On n’y croyait plus… Vraiment plus. En 2022, dans l’obscurité d’une salle obscure, nombreux sont les spectateurs à avoir vécu la sortie de Jurassic World : Le monde d’après comme un véritable affront. Universal Pictures avait promis un déluge d’action et une approche nouvelle, notamment en évoquant la cohabitation des dinosaures et des humains sur une planète où les ressources viennent à manquer. Cette envie de nouveauté s’était rapidement évanouie au profit d’un retour à une recette qui fonctionne plus ou moins : une île hostile et de méchantes bestioles.
Le film ressortait même ses héros fossilisés pour la nostalgie. Alan Grant, Ellie Sattler et Ian Malcom… Qu’est-ce qui pouvait mal se passer ? Tout. Absolument tout. La saga était en extinction, du moins dans nos cœurs de cinéphiles biberonnés aux productions Amblin.

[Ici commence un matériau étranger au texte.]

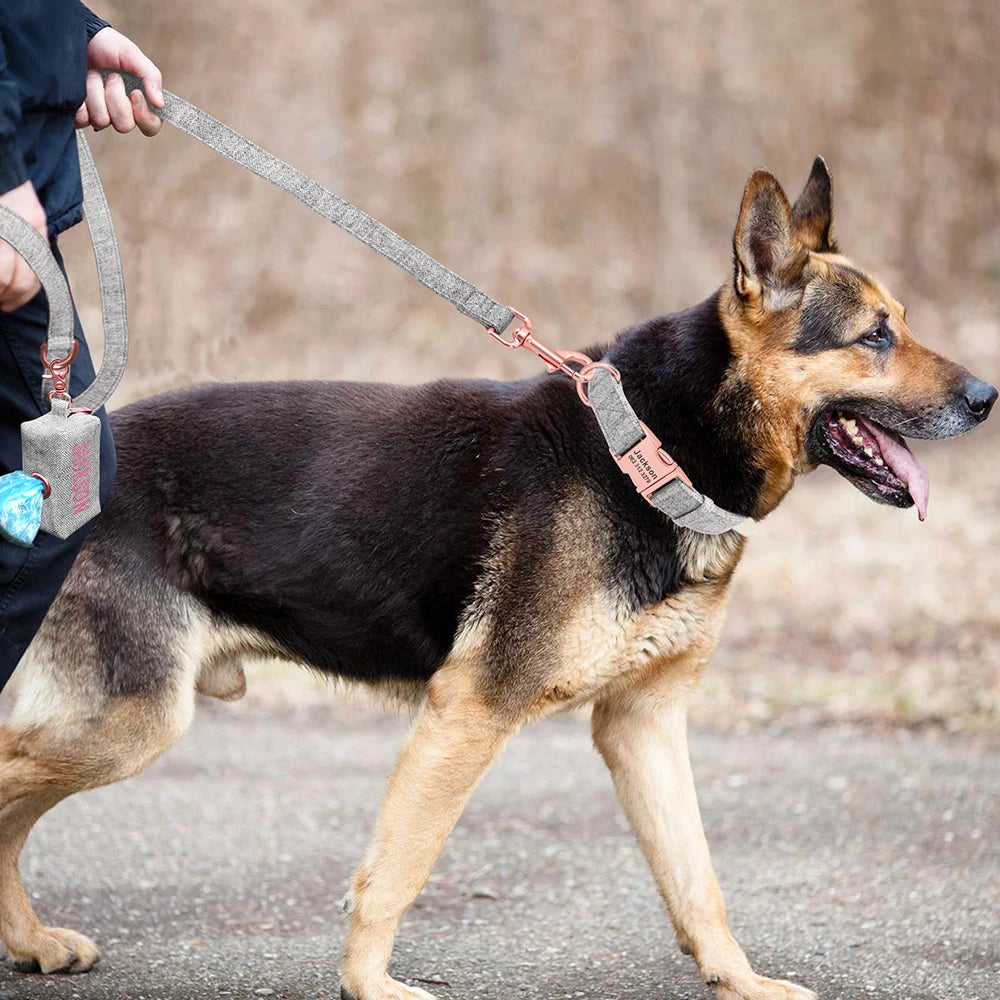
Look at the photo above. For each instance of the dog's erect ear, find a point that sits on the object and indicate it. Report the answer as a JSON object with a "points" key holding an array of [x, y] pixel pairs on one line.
{"points": [[812, 214], [768, 259]]}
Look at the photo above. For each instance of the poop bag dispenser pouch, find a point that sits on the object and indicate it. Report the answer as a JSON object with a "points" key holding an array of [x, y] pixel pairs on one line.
{"points": [[62, 450]]}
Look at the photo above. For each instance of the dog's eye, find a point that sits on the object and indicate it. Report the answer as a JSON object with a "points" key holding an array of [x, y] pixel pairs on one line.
{"points": [[879, 337]]}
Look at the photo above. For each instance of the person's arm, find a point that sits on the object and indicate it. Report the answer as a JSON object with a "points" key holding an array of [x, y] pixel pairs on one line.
{"points": [[12, 168], [93, 22], [18, 283], [109, 104]]}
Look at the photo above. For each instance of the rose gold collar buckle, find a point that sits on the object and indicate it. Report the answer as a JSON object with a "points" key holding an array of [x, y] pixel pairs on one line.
{"points": [[648, 465]]}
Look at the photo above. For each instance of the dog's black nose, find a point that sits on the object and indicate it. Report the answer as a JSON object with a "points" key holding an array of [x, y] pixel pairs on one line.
{"points": [[979, 397]]}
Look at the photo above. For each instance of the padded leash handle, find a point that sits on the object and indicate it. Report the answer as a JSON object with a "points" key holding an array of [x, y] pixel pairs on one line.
{"points": [[636, 450], [463, 295]]}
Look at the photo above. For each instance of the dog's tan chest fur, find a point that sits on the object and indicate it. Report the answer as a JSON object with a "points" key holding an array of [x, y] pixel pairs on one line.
{"points": [[602, 646]]}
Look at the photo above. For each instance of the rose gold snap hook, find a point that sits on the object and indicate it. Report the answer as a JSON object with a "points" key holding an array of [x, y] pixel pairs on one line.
{"points": [[587, 372], [518, 337]]}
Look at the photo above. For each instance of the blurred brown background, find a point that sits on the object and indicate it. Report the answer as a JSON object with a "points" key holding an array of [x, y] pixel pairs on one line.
{"points": [[584, 161]]}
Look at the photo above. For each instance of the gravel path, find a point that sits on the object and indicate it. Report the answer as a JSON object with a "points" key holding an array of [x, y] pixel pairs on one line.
{"points": [[860, 865]]}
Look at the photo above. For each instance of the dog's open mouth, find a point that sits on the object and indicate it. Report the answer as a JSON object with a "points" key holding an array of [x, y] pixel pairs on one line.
{"points": [[877, 460]]}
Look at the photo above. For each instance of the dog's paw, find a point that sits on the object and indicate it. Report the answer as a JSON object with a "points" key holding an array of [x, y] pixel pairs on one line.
{"points": [[55, 950], [754, 987], [382, 987]]}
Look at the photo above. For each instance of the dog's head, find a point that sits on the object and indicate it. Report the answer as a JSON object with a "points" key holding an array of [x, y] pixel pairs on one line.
{"points": [[834, 374]]}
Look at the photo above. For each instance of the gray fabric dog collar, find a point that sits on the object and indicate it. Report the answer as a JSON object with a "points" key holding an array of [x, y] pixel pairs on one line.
{"points": [[625, 435], [659, 479]]}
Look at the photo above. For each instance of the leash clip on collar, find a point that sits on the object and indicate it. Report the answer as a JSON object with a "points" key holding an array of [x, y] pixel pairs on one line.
{"points": [[555, 361]]}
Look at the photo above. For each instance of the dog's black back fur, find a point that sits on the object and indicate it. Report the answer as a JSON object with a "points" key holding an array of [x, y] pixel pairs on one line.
{"points": [[401, 489]]}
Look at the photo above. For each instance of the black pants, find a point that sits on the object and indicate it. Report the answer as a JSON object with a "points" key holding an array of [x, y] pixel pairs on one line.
{"points": [[30, 578]]}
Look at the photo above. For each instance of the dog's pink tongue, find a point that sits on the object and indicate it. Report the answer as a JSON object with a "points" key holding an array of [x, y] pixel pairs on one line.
{"points": [[904, 463]]}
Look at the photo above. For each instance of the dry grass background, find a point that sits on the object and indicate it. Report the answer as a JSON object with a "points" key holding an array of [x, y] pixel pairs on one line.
{"points": [[584, 161]]}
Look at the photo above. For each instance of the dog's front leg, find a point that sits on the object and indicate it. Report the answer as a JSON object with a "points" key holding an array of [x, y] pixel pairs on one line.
{"points": [[455, 739], [643, 739]]}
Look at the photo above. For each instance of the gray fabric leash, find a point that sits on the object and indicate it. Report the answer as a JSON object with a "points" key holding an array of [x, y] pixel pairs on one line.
{"points": [[629, 440]]}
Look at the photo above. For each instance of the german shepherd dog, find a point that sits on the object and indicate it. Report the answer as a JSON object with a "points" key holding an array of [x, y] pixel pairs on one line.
{"points": [[471, 547]]}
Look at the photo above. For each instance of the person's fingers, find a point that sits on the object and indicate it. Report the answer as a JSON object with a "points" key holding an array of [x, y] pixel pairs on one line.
{"points": [[97, 107], [136, 61], [148, 122], [119, 106]]}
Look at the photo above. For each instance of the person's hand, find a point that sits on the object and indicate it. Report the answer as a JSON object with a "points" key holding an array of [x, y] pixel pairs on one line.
{"points": [[18, 283], [111, 105]]}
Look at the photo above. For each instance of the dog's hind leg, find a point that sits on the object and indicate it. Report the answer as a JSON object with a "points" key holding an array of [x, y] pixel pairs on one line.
{"points": [[454, 740], [642, 735], [67, 733]]}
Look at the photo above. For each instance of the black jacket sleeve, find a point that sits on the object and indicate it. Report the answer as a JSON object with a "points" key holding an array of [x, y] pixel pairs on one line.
{"points": [[93, 22], [12, 169]]}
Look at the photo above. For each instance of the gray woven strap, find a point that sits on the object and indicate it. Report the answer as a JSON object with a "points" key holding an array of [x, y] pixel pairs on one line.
{"points": [[465, 297], [23, 237], [111, 281], [621, 428]]}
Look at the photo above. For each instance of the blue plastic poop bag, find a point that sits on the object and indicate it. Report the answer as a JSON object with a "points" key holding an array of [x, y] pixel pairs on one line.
{"points": [[20, 507]]}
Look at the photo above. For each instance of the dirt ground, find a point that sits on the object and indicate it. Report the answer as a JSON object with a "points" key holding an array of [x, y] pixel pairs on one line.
{"points": [[862, 865]]}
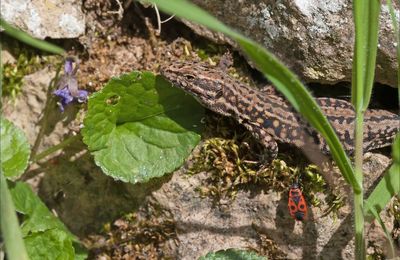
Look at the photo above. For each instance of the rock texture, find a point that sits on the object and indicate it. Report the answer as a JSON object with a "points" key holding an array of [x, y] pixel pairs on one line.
{"points": [[313, 38], [202, 227], [41, 19]]}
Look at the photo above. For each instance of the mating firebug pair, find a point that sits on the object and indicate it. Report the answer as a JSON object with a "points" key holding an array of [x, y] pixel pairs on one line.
{"points": [[297, 204]]}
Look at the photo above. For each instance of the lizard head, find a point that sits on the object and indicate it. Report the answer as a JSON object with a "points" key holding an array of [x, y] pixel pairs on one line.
{"points": [[198, 79]]}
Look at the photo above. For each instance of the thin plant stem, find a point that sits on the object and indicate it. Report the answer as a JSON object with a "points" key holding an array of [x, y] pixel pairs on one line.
{"points": [[55, 148], [359, 196], [49, 107]]}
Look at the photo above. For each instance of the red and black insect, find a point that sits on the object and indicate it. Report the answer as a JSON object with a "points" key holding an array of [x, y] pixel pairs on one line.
{"points": [[297, 204]]}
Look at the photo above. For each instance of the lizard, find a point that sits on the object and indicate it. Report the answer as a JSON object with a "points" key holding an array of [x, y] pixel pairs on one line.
{"points": [[270, 118]]}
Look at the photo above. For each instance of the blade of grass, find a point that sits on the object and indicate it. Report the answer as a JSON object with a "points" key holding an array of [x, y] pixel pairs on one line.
{"points": [[397, 38], [26, 38], [279, 75], [374, 213], [9, 224], [366, 21]]}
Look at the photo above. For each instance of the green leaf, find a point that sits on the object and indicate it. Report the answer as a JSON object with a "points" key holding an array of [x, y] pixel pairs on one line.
{"points": [[26, 38], [46, 237], [15, 150], [50, 244], [233, 254], [284, 80], [139, 127], [388, 235], [387, 187], [9, 226]]}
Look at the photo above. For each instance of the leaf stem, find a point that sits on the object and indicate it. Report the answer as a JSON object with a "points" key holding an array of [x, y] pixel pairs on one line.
{"points": [[359, 196], [55, 148]]}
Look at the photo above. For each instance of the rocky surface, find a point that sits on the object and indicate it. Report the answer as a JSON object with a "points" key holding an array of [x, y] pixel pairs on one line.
{"points": [[41, 19], [313, 38]]}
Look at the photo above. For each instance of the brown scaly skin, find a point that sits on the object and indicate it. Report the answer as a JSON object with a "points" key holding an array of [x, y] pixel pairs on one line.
{"points": [[270, 118]]}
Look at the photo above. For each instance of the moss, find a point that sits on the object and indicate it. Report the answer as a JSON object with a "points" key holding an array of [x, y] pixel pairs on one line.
{"points": [[27, 62]]}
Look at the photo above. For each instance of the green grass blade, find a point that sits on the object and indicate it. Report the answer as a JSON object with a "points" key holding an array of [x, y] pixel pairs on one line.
{"points": [[397, 38], [279, 75], [9, 224], [383, 192], [26, 38], [366, 20]]}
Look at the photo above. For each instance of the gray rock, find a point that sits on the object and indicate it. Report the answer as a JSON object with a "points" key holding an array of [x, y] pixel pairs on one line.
{"points": [[54, 19], [313, 38]]}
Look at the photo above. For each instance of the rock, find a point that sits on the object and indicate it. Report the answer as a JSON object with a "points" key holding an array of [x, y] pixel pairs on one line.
{"points": [[202, 227], [41, 19], [313, 38]]}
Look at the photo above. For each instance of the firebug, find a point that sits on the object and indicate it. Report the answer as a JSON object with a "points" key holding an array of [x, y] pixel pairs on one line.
{"points": [[297, 204]]}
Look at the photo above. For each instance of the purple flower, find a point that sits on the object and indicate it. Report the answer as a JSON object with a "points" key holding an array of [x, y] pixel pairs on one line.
{"points": [[68, 86]]}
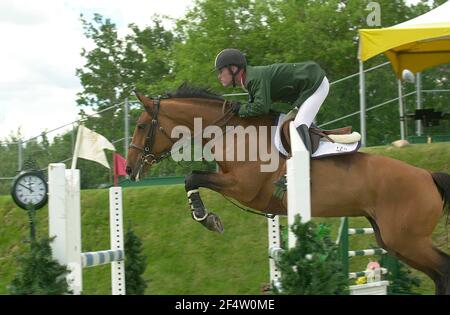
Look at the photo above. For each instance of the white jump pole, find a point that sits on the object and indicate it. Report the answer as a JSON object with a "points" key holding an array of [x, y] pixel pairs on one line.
{"points": [[65, 224], [299, 201], [298, 183], [65, 221]]}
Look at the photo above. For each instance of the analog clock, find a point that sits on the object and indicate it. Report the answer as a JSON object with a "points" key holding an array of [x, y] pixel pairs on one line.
{"points": [[30, 188]]}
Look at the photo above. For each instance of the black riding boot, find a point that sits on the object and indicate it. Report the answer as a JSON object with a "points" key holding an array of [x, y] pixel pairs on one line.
{"points": [[303, 131]]}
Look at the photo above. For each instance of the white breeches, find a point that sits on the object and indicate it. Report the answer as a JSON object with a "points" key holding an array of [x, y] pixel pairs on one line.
{"points": [[310, 107]]}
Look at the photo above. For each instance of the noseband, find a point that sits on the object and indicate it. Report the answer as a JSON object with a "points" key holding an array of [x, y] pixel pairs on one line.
{"points": [[148, 157]]}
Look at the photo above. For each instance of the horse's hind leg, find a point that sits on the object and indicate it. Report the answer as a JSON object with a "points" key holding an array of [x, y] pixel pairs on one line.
{"points": [[423, 256]]}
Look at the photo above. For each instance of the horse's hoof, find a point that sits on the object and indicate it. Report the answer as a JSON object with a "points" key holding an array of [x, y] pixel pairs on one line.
{"points": [[213, 223]]}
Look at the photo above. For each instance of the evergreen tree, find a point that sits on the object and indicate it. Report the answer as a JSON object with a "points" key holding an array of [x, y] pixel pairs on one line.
{"points": [[313, 266], [38, 273], [135, 264]]}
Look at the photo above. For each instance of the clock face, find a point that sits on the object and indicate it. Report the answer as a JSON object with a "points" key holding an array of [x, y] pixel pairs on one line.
{"points": [[30, 188]]}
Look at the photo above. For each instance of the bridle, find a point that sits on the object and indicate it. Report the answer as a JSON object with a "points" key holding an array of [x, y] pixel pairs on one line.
{"points": [[148, 157]]}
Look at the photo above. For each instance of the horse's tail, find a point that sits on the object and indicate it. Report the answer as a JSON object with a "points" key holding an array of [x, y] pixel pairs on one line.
{"points": [[442, 181]]}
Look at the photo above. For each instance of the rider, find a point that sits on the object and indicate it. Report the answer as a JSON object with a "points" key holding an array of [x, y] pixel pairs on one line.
{"points": [[303, 85]]}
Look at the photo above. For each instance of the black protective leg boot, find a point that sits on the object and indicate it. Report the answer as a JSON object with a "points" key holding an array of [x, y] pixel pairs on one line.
{"points": [[303, 131]]}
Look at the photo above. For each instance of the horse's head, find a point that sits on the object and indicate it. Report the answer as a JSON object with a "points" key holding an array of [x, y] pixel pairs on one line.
{"points": [[151, 143]]}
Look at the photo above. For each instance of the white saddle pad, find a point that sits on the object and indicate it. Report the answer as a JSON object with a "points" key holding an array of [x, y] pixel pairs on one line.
{"points": [[325, 148]]}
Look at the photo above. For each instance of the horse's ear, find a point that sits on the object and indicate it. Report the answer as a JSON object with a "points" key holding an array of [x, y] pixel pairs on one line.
{"points": [[147, 102]]}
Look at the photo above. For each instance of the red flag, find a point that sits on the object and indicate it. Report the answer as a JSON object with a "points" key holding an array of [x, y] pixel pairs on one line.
{"points": [[119, 167]]}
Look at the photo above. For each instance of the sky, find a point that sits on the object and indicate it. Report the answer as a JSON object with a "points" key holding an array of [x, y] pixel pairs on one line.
{"points": [[40, 50], [41, 45]]}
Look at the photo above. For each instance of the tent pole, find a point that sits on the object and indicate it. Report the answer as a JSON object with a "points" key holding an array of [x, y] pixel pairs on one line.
{"points": [[419, 101], [362, 103], [401, 110]]}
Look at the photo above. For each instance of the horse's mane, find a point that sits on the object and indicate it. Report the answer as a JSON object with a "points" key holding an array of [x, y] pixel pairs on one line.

Mais voilà, Jurassic World 3 a récolté plus d’un milliard de dollars au box-office mondial, il fallait bien faire éclore une suite. Comme John Hammond, Hollywood ne rechigne jamais à faire de l’argent… même si l’industrie doit faire quelques victimes au passage (souvent les fans).
Cette fois, en revanche, on fait nos adieux à Owen et Claire, ce sont des personnages inédits qui sont immortalisés. Nouveaux maîtres à bord également puisque Gareth Edwards est à la mise en scène tandis que David Keopp, scénariste des deux premiers films de Steven Spielberg, se charge de l’écriture. On en viendrait presque à croire que Jurassic World va pouvoir survivre. Presque…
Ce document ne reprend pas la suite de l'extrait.